Coppola tells the story of a Hollywood child (Elle Fanning) spending time with her neglectful movie-star daddy. Johnny Marco (Stephen Dorff) sits in a suite of the Chateau Marmont, that little hotel for generations of Hollywood hideouts, and finds himself a hollow man. The notion of a star sinking into seclusion and depression isn't new. What distinguishes Coppola's film is the detail in her portrait of celebrity life. “Somewhere,” which won the Golden Lion at the 2010 Venice Film Festival, has, for example, an unusually accurate portrait of how publicists work from the client's point of view. Some become friends, some remain employees, but during work, they function as parents and guardians. The star's contract requires him to do some press. The phone rings, and the publicist tells the star where to go and what to do.

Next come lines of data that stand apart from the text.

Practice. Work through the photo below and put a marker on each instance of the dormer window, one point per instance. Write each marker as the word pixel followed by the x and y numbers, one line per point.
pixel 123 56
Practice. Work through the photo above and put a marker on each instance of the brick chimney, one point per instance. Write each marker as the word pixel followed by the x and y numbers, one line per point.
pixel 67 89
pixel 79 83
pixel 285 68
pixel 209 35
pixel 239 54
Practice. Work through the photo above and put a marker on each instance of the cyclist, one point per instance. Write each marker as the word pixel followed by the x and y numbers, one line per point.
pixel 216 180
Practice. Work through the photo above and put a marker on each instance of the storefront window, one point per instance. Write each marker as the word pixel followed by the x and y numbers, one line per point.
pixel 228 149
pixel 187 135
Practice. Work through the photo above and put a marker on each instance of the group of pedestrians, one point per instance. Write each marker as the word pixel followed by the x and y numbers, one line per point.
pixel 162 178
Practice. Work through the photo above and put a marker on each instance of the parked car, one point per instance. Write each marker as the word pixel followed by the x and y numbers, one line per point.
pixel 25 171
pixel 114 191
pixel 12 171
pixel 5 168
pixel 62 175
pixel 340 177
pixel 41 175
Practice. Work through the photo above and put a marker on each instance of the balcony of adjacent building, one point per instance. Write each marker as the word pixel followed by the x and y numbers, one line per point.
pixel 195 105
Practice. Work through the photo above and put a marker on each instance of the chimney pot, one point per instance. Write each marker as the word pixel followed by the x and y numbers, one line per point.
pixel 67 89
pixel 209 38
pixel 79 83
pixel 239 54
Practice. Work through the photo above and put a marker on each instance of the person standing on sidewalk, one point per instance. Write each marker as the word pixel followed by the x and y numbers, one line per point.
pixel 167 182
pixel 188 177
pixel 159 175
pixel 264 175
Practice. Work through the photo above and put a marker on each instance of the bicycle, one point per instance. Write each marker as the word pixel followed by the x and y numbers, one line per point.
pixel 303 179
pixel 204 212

He takes on a certain passivity. Some stars are more interested and interesting. Not Johnny. He seems to suffer from anhedonia, the inability to feel pleasure. Perhaps he hardly feels anything. The film only indirectly suggests some of the reasons he got this way. He has attained success in his chosen field, and lost track of the ability to experience it. Through the awkward boredom, we are meant to discern a relationship between a man in crisis and a daughter on the cusp of womanhood. Dorff and Fanning could not be better at embodying those states. As in Lost in Translation, Coppola keeps an eye out for the broken places. That's when Somewhere is really something.